Jake was surprised at how emotional it was to drop Beth off in the French Quarter. They were on Royal Street, in front of the hotel where they had stayed after the Holloway murder, and they knew that Beth would be able to stow her luggage easily for the day.


“You go on and solve this thing so that I can come back!” Beth told them. “And don’t worry about me.

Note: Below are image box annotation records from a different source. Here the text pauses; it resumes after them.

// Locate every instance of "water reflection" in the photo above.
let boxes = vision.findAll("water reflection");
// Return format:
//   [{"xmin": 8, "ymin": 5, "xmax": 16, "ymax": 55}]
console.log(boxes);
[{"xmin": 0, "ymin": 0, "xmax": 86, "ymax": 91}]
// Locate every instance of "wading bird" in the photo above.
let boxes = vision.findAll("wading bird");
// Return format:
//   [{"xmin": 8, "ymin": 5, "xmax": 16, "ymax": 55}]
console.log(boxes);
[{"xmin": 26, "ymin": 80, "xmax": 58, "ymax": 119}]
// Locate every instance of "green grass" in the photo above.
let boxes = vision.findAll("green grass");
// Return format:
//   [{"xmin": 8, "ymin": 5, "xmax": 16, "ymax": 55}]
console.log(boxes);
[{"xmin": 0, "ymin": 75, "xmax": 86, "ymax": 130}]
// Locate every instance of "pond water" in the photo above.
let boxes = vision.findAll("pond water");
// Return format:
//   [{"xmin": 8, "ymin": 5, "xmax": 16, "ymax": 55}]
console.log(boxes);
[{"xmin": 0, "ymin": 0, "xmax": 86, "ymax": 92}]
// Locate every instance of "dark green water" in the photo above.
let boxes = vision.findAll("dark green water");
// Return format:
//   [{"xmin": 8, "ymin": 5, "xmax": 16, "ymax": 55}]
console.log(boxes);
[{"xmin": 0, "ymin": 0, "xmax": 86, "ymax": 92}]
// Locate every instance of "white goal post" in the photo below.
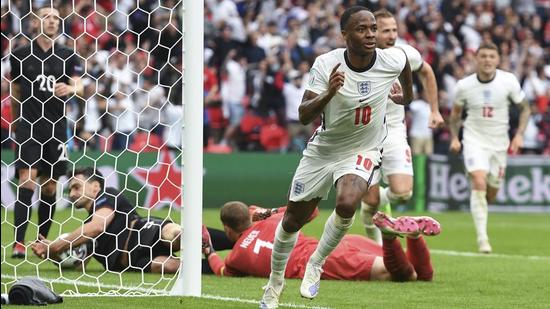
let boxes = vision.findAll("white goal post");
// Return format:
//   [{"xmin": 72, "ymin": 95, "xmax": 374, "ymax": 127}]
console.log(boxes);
[
  {"xmin": 171, "ymin": 0, "xmax": 204, "ymax": 296},
  {"xmin": 0, "ymin": 0, "xmax": 204, "ymax": 297}
]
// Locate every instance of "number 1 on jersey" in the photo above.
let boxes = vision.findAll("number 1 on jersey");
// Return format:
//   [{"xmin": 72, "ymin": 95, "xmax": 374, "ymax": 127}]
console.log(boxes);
[{"xmin": 355, "ymin": 105, "xmax": 371, "ymax": 125}]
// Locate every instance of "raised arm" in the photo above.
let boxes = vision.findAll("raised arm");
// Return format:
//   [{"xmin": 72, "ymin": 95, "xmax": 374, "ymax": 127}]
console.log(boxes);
[
  {"xmin": 417, "ymin": 61, "xmax": 444, "ymax": 129},
  {"xmin": 298, "ymin": 63, "xmax": 344, "ymax": 125},
  {"xmin": 449, "ymin": 104, "xmax": 462, "ymax": 153},
  {"xmin": 394, "ymin": 60, "xmax": 413, "ymax": 105},
  {"xmin": 10, "ymin": 81, "xmax": 21, "ymax": 132},
  {"xmin": 510, "ymin": 99, "xmax": 531, "ymax": 153}
]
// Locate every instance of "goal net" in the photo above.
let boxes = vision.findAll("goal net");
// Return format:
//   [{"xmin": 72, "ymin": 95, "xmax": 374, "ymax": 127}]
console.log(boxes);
[{"xmin": 1, "ymin": 0, "xmax": 202, "ymax": 296}]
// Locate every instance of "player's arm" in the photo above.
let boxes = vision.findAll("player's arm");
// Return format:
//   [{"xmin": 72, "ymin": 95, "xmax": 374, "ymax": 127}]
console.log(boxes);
[
  {"xmin": 31, "ymin": 207, "xmax": 115, "ymax": 259},
  {"xmin": 417, "ymin": 61, "xmax": 444, "ymax": 129},
  {"xmin": 298, "ymin": 63, "xmax": 344, "ymax": 125},
  {"xmin": 510, "ymin": 99, "xmax": 531, "ymax": 153},
  {"xmin": 449, "ymin": 103, "xmax": 462, "ymax": 153},
  {"xmin": 392, "ymin": 60, "xmax": 413, "ymax": 105},
  {"xmin": 10, "ymin": 81, "xmax": 21, "ymax": 132},
  {"xmin": 54, "ymin": 76, "xmax": 84, "ymax": 97}
]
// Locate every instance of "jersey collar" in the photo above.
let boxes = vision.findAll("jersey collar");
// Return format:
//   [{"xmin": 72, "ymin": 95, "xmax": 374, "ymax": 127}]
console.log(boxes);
[{"xmin": 344, "ymin": 49, "xmax": 377, "ymax": 73}]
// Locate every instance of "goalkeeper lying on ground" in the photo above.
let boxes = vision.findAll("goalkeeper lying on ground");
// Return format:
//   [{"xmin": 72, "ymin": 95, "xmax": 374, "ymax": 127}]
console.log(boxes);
[
  {"xmin": 203, "ymin": 202, "xmax": 441, "ymax": 281},
  {"xmin": 31, "ymin": 167, "xmax": 233, "ymax": 273}
]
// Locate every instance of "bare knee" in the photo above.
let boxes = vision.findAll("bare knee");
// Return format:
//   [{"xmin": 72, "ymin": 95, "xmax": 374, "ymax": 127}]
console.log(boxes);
[
  {"xmin": 470, "ymin": 173, "xmax": 487, "ymax": 191},
  {"xmin": 281, "ymin": 213, "xmax": 307, "ymax": 233},
  {"xmin": 336, "ymin": 194, "xmax": 357, "ymax": 218},
  {"xmin": 362, "ymin": 186, "xmax": 380, "ymax": 212}
]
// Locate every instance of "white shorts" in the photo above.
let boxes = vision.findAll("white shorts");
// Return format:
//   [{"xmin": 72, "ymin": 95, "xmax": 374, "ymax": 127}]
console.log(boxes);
[
  {"xmin": 373, "ymin": 124, "xmax": 413, "ymax": 183},
  {"xmin": 289, "ymin": 150, "xmax": 381, "ymax": 202},
  {"xmin": 462, "ymin": 142, "xmax": 507, "ymax": 188}
]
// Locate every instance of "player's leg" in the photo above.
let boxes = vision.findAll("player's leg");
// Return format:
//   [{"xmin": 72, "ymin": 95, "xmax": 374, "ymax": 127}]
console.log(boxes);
[
  {"xmin": 260, "ymin": 157, "xmax": 334, "ymax": 308},
  {"xmin": 38, "ymin": 139, "xmax": 68, "ymax": 238},
  {"xmin": 386, "ymin": 173, "xmax": 413, "ymax": 205},
  {"xmin": 370, "ymin": 256, "xmax": 392, "ymax": 281},
  {"xmin": 382, "ymin": 231, "xmax": 416, "ymax": 281},
  {"xmin": 463, "ymin": 141, "xmax": 492, "ymax": 253},
  {"xmin": 361, "ymin": 184, "xmax": 382, "ymax": 244},
  {"xmin": 12, "ymin": 167, "xmax": 38, "ymax": 258},
  {"xmin": 300, "ymin": 174, "xmax": 369, "ymax": 298},
  {"xmin": 469, "ymin": 170, "xmax": 492, "ymax": 253},
  {"xmin": 260, "ymin": 194, "xmax": 321, "ymax": 308},
  {"xmin": 38, "ymin": 177, "xmax": 57, "ymax": 238},
  {"xmin": 407, "ymin": 235, "xmax": 433, "ymax": 281}
]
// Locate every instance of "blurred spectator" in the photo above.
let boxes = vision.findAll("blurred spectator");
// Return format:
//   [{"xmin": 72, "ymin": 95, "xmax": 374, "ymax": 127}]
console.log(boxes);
[
  {"xmin": 283, "ymin": 71, "xmax": 313, "ymax": 151},
  {"xmin": 221, "ymin": 49, "xmax": 247, "ymax": 146},
  {"xmin": 409, "ymin": 91, "xmax": 433, "ymax": 155},
  {"xmin": 521, "ymin": 104, "xmax": 545, "ymax": 155},
  {"xmin": 107, "ymin": 91, "xmax": 137, "ymax": 150}
]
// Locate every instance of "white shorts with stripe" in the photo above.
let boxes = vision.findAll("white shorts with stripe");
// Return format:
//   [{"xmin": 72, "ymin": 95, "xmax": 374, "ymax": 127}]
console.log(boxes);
[{"xmin": 289, "ymin": 149, "xmax": 381, "ymax": 202}]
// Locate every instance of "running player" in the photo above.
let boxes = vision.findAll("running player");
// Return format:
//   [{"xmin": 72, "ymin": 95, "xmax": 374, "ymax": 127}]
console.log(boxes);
[
  {"xmin": 450, "ymin": 43, "xmax": 531, "ymax": 253},
  {"xmin": 361, "ymin": 9, "xmax": 443, "ymax": 243},
  {"xmin": 10, "ymin": 7, "xmax": 83, "ymax": 258},
  {"xmin": 203, "ymin": 201, "xmax": 440, "ymax": 281},
  {"xmin": 260, "ymin": 6, "xmax": 412, "ymax": 308}
]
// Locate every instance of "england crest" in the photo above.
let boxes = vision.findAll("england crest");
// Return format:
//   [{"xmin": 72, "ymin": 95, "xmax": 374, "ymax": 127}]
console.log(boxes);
[{"xmin": 357, "ymin": 81, "xmax": 371, "ymax": 95}]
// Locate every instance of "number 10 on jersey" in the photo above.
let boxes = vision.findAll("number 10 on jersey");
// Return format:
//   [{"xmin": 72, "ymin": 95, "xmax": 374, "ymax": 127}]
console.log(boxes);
[{"xmin": 355, "ymin": 105, "xmax": 372, "ymax": 126}]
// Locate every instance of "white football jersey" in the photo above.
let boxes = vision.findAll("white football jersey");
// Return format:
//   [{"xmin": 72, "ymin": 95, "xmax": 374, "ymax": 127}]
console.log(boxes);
[
  {"xmin": 386, "ymin": 44, "xmax": 424, "ymax": 127},
  {"xmin": 454, "ymin": 70, "xmax": 525, "ymax": 150},
  {"xmin": 304, "ymin": 48, "xmax": 407, "ymax": 156}
]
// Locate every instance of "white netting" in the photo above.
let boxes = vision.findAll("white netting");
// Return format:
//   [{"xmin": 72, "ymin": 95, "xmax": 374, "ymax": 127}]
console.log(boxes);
[{"xmin": 1, "ymin": 0, "xmax": 188, "ymax": 296}]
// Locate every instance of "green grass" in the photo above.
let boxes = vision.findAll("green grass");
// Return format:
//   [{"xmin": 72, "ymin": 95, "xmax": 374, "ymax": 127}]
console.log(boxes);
[{"xmin": 1, "ymin": 208, "xmax": 550, "ymax": 308}]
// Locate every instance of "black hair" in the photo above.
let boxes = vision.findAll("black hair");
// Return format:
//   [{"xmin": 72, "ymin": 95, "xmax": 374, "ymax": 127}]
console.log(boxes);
[
  {"xmin": 67, "ymin": 166, "xmax": 105, "ymax": 190},
  {"xmin": 340, "ymin": 5, "xmax": 370, "ymax": 31}
]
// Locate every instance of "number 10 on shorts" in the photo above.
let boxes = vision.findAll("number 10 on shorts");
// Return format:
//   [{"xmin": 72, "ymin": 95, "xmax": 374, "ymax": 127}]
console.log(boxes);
[
  {"xmin": 355, "ymin": 155, "xmax": 372, "ymax": 171},
  {"xmin": 355, "ymin": 105, "xmax": 372, "ymax": 125}
]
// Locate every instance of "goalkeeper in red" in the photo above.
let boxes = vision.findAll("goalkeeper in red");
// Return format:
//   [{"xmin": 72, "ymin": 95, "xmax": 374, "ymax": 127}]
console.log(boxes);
[{"xmin": 203, "ymin": 202, "xmax": 441, "ymax": 281}]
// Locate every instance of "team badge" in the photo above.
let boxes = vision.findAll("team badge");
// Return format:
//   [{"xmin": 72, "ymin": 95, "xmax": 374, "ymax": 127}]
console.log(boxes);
[
  {"xmin": 357, "ymin": 81, "xmax": 371, "ymax": 95},
  {"xmin": 307, "ymin": 69, "xmax": 317, "ymax": 86},
  {"xmin": 292, "ymin": 181, "xmax": 306, "ymax": 195},
  {"xmin": 483, "ymin": 89, "xmax": 491, "ymax": 104}
]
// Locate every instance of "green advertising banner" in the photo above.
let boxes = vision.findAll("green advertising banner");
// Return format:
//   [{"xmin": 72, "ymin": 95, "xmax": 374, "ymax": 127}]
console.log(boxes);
[
  {"xmin": 2, "ymin": 151, "xmax": 306, "ymax": 208},
  {"xmin": 2, "ymin": 151, "xmax": 550, "ymax": 212},
  {"xmin": 432, "ymin": 155, "xmax": 550, "ymax": 212}
]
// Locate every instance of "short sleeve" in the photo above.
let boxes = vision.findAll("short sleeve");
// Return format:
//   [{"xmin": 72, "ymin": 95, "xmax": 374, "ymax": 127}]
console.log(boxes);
[
  {"xmin": 383, "ymin": 47, "xmax": 407, "ymax": 74},
  {"xmin": 65, "ymin": 53, "xmax": 83, "ymax": 77},
  {"xmin": 508, "ymin": 73, "xmax": 525, "ymax": 104},
  {"xmin": 306, "ymin": 58, "xmax": 330, "ymax": 94},
  {"xmin": 398, "ymin": 44, "xmax": 424, "ymax": 72}
]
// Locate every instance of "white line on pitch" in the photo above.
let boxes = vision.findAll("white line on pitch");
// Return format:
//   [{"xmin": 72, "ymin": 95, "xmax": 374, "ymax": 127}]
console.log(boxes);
[
  {"xmin": 430, "ymin": 249, "xmax": 550, "ymax": 261},
  {"xmin": 2, "ymin": 274, "xmax": 330, "ymax": 309}
]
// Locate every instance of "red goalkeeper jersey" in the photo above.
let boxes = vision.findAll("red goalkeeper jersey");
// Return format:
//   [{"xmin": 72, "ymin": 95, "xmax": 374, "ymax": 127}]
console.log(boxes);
[{"xmin": 224, "ymin": 213, "xmax": 382, "ymax": 280}]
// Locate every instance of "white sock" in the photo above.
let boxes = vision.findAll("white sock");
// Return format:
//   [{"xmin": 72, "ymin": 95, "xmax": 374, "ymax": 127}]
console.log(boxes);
[
  {"xmin": 309, "ymin": 210, "xmax": 355, "ymax": 267},
  {"xmin": 470, "ymin": 190, "xmax": 489, "ymax": 242},
  {"xmin": 269, "ymin": 221, "xmax": 298, "ymax": 286},
  {"xmin": 378, "ymin": 187, "xmax": 393, "ymax": 209},
  {"xmin": 361, "ymin": 201, "xmax": 382, "ymax": 244}
]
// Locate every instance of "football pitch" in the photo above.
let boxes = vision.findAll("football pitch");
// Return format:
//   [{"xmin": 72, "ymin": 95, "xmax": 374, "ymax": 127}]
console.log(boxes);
[{"xmin": 1, "ymin": 208, "xmax": 550, "ymax": 308}]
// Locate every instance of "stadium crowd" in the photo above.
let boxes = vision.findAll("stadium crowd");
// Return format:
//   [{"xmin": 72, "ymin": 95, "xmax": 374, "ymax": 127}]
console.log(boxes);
[{"xmin": 1, "ymin": 0, "xmax": 550, "ymax": 154}]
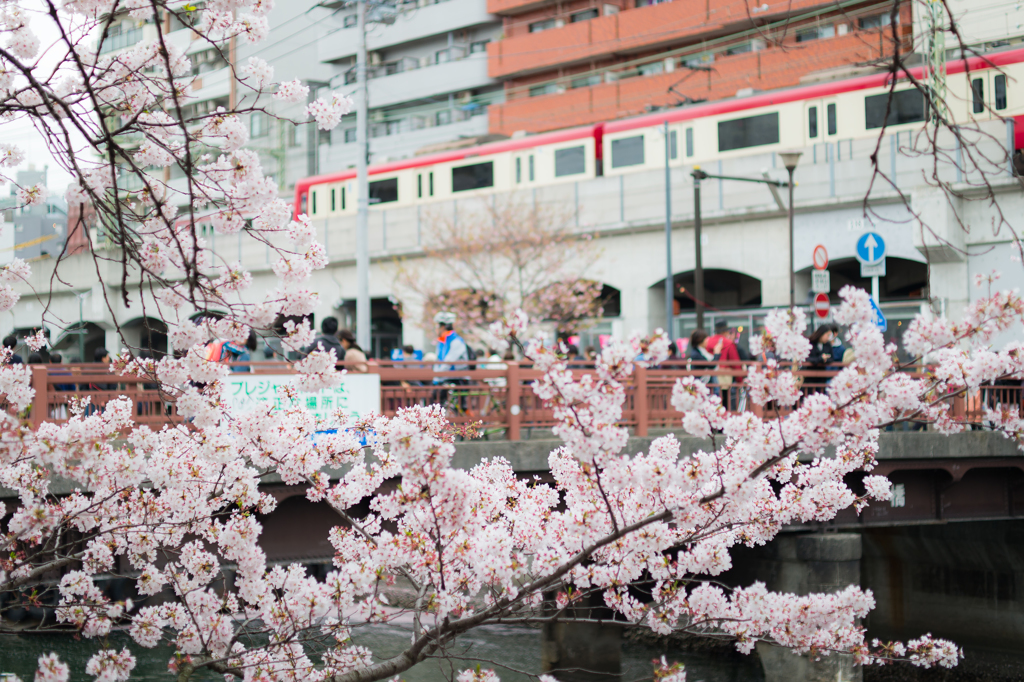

I’m just doing a little shopping. I’m going to indulge in a sugar-swamped beignet at Café du Monde, and then I’ll be on my way. You gentlemen get busy.”


And so they did, leaving the car at street parking on Decatur Street and starting off on foot. As they walked, Jackson made the necessary phone calls.


Fifteen minutes later, Justin Binder met them in front of the square as he was crawling down from a carriage ride with his family. He kissed his daughters and told them he’d meet up with them for dinner as they went off with his mother-in-law to view a Mardi Gras exhibit.


“We can go to my hotel room and talk there,” Justin told them.


Jake hoped immediately that Justin was all that he seemed: a family man who respected his mother-in-law and loved his children.


His hotel room was a little suite with a bedroom area where, apparently, his mother-in-law had been sleeping with the children while Justin took the couch in the parlor area. He apologized; the housekeeping staff hadn’t been up yet, and Justin closed the couch quickly so that they could sit.


“I heard about the latest,” Justin said, sitting. “The newscaster and Toby Keaton. He was all right. I was so sorry to hear about him. Eaten by gators. Well, hell, that’s just sad. The man grew up with the creatures, spent his life around them.”


“We don’t believe he was killed by the gators,” Jackson said.